2) When choosing an agent, people are looking for a Realtor they can trust and with whom they can build a relationship (imho). This is particularly true right now – in recessionary times, trust is at a premium. By providing plenty of useful content that makes your clients' lives better, you are starting to demonstrate that you know what you are talking about. By demonstrating an abundance of proof (through your written expertise), you help them trust you. And by providing information that is unique (and that perhaps share some of your personality, as you do with your masthead, for example!) you are able to start building a relationship.

3) I figure that most people who are going to go FSBO are going that route anyway. You might be helping them a little with some inside knowledge – but they were a lost cause. There's a chance, maybe a small one, that if you talk in so much detail about the market, the realities of a real estate transaction, the way that you as a Realtor help the process, that you will persuade some people that hiring a Realtor is the wisest choice. I don't know.

4) Following on from point three, you can of course write on topics that demonstrate that hiring a Realtor pays off financially. You could give examples where you have saved clients money (as well as time, stress, hair, etc).

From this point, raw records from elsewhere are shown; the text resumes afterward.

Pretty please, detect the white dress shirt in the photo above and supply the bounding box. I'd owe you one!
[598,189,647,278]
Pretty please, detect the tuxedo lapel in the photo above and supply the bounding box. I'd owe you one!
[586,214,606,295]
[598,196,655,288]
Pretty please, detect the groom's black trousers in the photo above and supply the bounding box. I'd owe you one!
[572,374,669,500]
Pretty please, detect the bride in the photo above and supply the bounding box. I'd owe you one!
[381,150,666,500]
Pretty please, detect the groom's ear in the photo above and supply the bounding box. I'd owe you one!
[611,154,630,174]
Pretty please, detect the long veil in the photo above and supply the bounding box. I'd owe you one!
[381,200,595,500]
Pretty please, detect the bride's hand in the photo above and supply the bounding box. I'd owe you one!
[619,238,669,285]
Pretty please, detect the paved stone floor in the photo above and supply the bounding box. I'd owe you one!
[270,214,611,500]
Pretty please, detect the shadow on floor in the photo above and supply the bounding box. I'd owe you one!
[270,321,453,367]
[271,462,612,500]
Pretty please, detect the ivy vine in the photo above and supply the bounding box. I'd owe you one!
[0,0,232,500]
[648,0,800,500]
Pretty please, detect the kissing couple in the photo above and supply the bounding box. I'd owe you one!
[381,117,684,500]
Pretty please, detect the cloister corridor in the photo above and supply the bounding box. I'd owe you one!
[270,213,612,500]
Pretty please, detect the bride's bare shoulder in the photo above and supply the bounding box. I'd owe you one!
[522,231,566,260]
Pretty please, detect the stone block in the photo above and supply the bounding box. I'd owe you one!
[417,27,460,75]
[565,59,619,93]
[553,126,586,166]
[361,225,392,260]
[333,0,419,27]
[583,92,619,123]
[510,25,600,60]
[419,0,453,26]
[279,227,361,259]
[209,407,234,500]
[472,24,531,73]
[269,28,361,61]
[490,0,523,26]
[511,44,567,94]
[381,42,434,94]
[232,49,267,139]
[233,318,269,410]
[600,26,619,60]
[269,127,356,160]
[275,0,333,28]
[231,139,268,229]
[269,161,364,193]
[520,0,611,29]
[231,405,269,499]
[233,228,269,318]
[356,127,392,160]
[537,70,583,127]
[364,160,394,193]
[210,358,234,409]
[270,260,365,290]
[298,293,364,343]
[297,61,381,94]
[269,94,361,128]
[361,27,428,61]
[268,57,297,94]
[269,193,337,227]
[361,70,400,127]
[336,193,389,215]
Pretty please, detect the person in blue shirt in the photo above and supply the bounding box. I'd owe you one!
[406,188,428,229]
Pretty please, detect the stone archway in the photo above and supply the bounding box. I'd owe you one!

4) Perhaps the main point is this: where any Realtor adds value is not so much in general information about real estate transactions (you can find that easily) or about neighborhoods and even house types (many of your clients will be locals, perhaps) but it's really in the individual, personalized attention you give them. It's about applying your knowledge to their particular situation right now in this market, with their budget, their house preferences, their financial situation, etc. That kind of expertise can't be put on a website, but you can use your website to indicate that you add that kind of value. And the way to do that is by lots of high-quality content that shows how much you know and how much you can help.

So that's what I think.

The whole issue of what seems to known as "content marketing" is quite big these days. Online, having lots of content gets you points with Google, of course. But right now, demonstrating that you are a trusted expert is probably the number one way to getting more business. This could be a big shift that is being applified by the current economy: it's almost as if we are going back to the old days by doing business with people we know, like and trust rather than choosing a big brand or glitzy marketing materials.

That's just what I think.

It might be worth checking out the blogs by Joe Pullizi and Newt Barrett. They've just published a book called Get Content. Get Customers. I've only just become aware of their work, so I can't yet speak to the blogs or the book, but they are worth checking out.

Anyway…hope this helps!


PS. Of course, your website content can do double duty because you can drip-feed it in your newsletter.

Do you agree? Or is there a danger of putting too much content on your website?